Hannah uses her NDIS funding to change her life
'All I wanted was a good life – a life everyone else I saw had.'
Three years ago, 28-year-old Hannah Potapczyk never wanted to leave her house.
She hid behind doors when people arrived, scared to talk but with the help of her persistent mum, Marianne, and support from the National Disability Insurance Scheme (NDIS) and provider, House With No Steps, she’s now enjoying a whole new life.
At age seven, Hannah was diagnosed with ADHD, and at age 12 she was diagnosed with high functioning autism. She said she felt frustrated with the world she was living in.
“It was like being Australian and the rest of the world was speaking Japanese… you communicate differently,” she said.
“I wanted to be an adult but I had no idea how to, and I was frustrated to the point I really got depressed because I thought why bother having dreams if I’m never going to see them come true.”
Then in June 2014, Hannah transitioned to the NDIS, where she met with an NDIS planner to discuss her goals and what she hoped to achieve in the future.
Hannah and her planner talked about how she could become more independent, find work and eventually move out into her own home.

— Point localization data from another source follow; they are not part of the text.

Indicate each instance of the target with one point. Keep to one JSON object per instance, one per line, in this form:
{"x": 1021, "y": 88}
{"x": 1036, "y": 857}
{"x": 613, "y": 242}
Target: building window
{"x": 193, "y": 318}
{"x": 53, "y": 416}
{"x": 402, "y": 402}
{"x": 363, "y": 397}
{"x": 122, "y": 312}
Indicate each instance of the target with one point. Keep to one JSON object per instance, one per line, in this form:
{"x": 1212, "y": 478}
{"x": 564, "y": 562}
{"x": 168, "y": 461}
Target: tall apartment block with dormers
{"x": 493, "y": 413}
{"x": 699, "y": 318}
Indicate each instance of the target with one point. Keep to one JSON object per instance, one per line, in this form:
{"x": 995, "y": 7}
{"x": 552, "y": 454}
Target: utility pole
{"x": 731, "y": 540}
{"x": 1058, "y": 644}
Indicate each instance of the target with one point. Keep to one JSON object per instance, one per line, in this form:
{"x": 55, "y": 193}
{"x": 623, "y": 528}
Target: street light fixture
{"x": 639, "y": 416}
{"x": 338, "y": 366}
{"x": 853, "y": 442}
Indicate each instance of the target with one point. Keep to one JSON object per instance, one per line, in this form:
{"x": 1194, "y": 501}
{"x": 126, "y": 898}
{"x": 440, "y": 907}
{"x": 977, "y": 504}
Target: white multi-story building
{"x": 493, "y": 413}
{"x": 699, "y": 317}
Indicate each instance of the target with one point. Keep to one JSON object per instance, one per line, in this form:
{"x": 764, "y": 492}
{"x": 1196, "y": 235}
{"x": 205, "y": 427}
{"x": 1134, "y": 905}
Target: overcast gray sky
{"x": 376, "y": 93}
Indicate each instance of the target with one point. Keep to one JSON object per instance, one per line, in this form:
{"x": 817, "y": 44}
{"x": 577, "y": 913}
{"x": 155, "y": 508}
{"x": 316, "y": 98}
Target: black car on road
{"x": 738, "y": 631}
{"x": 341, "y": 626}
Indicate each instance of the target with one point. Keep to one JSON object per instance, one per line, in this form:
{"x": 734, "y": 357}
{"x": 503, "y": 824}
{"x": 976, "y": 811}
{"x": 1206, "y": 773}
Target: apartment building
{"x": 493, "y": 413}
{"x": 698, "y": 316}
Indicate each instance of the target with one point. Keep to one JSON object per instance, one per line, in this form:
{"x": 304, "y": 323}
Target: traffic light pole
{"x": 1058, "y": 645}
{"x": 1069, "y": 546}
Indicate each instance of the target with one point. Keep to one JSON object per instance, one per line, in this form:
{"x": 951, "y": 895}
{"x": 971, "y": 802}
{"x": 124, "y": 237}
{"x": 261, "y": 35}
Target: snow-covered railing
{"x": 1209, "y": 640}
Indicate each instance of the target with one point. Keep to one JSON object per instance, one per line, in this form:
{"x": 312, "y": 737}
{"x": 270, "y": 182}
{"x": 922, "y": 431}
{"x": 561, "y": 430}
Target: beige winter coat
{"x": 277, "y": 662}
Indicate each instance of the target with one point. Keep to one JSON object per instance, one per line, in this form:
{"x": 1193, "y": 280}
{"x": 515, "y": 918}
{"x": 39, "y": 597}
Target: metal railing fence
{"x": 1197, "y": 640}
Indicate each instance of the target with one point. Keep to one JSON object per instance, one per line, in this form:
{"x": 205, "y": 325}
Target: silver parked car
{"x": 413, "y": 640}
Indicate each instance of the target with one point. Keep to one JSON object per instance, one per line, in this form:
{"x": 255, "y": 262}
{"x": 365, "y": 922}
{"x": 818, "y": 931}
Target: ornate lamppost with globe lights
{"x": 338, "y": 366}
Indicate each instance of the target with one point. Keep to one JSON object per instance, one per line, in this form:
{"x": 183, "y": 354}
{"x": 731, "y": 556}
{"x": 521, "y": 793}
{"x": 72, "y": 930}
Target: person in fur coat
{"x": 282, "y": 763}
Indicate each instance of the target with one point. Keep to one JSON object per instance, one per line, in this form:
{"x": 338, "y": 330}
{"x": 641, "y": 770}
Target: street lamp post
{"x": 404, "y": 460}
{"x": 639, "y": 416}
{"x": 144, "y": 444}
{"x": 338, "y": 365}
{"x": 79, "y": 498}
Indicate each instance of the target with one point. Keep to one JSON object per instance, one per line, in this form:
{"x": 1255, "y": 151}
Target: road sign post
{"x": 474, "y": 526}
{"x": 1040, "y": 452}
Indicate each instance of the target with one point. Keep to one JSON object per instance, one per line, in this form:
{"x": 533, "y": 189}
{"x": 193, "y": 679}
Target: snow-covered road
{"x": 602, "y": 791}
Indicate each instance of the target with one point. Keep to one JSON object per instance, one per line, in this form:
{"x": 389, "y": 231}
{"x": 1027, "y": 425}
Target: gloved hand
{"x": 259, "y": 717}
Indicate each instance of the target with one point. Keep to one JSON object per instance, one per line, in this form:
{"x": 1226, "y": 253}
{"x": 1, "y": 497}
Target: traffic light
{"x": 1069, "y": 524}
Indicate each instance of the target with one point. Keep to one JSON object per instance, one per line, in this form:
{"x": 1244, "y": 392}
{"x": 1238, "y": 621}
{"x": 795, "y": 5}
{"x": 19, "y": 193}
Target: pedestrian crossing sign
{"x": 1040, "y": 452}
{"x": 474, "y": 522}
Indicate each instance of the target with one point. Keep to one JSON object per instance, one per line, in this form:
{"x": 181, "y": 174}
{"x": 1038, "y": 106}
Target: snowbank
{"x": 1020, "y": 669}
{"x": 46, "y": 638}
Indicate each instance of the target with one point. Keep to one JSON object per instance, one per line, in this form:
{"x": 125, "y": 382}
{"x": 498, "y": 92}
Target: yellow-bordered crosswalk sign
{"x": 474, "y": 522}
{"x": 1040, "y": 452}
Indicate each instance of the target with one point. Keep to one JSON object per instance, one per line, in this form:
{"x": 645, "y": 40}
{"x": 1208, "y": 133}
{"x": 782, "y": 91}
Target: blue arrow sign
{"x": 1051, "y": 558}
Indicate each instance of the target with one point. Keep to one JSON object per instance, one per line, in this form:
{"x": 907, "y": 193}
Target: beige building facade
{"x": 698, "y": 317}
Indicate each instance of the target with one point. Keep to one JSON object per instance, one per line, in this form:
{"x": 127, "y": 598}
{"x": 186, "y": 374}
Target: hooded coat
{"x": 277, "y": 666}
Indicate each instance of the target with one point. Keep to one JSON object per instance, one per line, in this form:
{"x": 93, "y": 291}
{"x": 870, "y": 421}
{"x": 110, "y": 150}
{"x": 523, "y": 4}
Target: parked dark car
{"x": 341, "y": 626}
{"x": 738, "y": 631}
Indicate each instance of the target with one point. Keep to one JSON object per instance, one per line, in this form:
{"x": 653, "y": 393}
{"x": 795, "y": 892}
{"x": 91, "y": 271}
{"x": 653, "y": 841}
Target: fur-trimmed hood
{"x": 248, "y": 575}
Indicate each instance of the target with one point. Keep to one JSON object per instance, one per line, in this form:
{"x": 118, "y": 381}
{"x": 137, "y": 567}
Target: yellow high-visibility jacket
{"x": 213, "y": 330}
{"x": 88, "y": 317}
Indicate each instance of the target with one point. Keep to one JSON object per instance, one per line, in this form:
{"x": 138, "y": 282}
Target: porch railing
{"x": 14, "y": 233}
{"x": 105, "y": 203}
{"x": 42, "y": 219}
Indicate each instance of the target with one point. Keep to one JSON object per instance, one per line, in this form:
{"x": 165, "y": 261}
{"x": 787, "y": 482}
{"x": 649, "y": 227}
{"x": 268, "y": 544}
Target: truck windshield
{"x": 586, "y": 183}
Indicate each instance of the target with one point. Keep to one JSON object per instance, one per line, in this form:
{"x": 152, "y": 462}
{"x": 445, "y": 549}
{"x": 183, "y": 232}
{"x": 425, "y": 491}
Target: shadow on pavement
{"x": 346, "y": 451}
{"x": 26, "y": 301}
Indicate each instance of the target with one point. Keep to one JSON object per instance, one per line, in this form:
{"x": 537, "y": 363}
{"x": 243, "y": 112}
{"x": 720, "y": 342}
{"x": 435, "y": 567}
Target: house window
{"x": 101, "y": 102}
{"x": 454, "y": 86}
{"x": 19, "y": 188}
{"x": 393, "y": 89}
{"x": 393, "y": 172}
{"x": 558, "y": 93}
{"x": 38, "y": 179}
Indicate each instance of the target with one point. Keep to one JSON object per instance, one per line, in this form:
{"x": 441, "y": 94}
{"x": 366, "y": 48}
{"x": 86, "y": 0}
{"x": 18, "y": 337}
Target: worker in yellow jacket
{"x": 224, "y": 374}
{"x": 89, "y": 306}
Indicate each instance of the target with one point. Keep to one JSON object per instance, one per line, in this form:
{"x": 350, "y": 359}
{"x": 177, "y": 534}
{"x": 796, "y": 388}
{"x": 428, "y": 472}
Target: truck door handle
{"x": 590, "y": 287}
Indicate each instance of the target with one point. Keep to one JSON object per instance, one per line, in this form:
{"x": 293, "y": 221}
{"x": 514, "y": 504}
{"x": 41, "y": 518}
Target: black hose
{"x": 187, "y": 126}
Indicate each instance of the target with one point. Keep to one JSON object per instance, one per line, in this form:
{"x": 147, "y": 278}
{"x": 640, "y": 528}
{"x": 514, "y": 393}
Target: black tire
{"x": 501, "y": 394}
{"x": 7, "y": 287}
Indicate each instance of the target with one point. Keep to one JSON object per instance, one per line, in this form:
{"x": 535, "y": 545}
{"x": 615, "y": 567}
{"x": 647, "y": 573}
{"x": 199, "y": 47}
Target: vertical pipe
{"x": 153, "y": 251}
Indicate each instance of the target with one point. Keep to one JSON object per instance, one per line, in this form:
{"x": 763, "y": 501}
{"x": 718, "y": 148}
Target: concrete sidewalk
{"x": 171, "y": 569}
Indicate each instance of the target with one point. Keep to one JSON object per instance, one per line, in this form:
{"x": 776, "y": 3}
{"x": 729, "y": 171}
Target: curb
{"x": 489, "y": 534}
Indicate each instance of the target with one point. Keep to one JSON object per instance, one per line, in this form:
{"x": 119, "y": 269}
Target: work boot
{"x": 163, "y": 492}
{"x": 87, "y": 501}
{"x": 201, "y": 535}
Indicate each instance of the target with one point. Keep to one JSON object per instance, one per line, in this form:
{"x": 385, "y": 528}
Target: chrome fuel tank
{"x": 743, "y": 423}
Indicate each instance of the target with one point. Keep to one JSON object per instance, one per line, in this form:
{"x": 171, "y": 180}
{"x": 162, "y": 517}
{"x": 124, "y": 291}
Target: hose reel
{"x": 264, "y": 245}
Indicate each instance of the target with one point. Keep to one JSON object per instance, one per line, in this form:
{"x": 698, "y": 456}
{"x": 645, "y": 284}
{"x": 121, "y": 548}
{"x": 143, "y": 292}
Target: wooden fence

To enable Hannah to achieve her goals, supports were put into her plan. She received supports, which meant she could have driving lessons as well as guidance with finding activities to meet people of her own age. She also gained assistance with coordinating her volunteer work, ambassador work and public speaking engagements.
With all these necessary supports in place, Hannah was able to overcome her challenges, and it wasn’t long before her confidence grew as she enjoyed the opportunities for increased social activity.
“Now I’m on my way to getting my driver's licence, I volunteer for House With No Steps two days a week, I’m part of the Newcastle Self-Advocacy Group and I enjoy public speaking,” Hannah said proudly.
“I’m a lot more confident and now I can actually see my dreams coming true."